Esme Mazzeo of Telltale TV gave the episode a 4.5 star rating out of 5 and wrote, "Exposing and preventing sexual predators is important. But if The Morning Show Season 1 finale teaches one lesson it's that victims' health comes first and the stories we read about incidents are just one piece of healing a toxic culture." Veronique Englebert of The Review Geek gave the episode a 4 star rating out of 5 and wrote, "While it does leave some things open, the drama manages to give a very satisfying conclusion, wrapping the main story up quite well."

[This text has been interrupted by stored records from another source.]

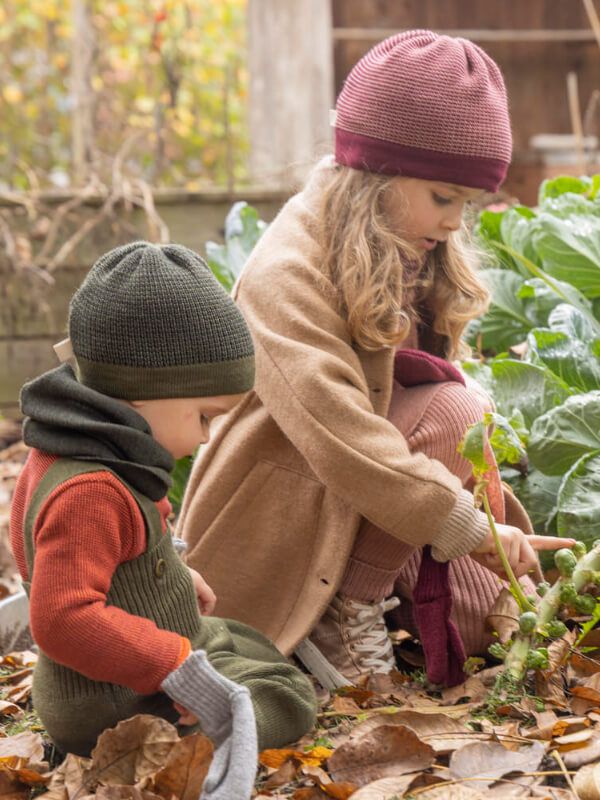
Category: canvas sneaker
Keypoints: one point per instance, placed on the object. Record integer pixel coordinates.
(350, 641)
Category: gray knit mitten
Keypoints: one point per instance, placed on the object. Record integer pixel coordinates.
(225, 711)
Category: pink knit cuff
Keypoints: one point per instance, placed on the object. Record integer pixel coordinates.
(463, 530)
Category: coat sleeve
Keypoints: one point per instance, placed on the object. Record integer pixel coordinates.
(310, 379)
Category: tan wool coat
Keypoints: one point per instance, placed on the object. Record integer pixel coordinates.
(276, 498)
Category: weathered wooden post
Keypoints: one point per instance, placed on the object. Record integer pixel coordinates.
(291, 87)
(82, 93)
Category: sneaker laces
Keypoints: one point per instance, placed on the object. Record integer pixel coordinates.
(369, 628)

===Awards and accolades===
TVLine named Jennifer Aniston as the "Performer of the Week" for the week of December 21, 2019, for her performance in the episode. The site wrote, "Breaking Morning Show news: Aniston is an absolute revelation as embattled co-anchor Alex Levy. We knew the Friends all-star had comedy chops to spare. And courtesy of her indie film work, she's proven herself to be no dramatic slouch either. But the Apple TV+ series has afforded the A-list actress the rare opportunity to regularly play comedy and drama (and even camp) simultaneously and, at times, unsympathetically. And she has more than risen to the occasion. Truthfully, we didn't know she had it in her. But after watching this week's Morning Show finale, our skepticism has officially given way to conviction. Aniston is the real deal."

Mark Duplass submitted the episode to support his nomination for Outstanding Supporting Actor in a Drama Series at the 72nd Primetime Emmy Awards. He would lose to his own co-star, Billy Crudup.

Additionally, Mimi Leder received a nomination for Outstanding Directing for a Drama Series. She would lose to Andrij Parekh for Succession for the episode "Hunting".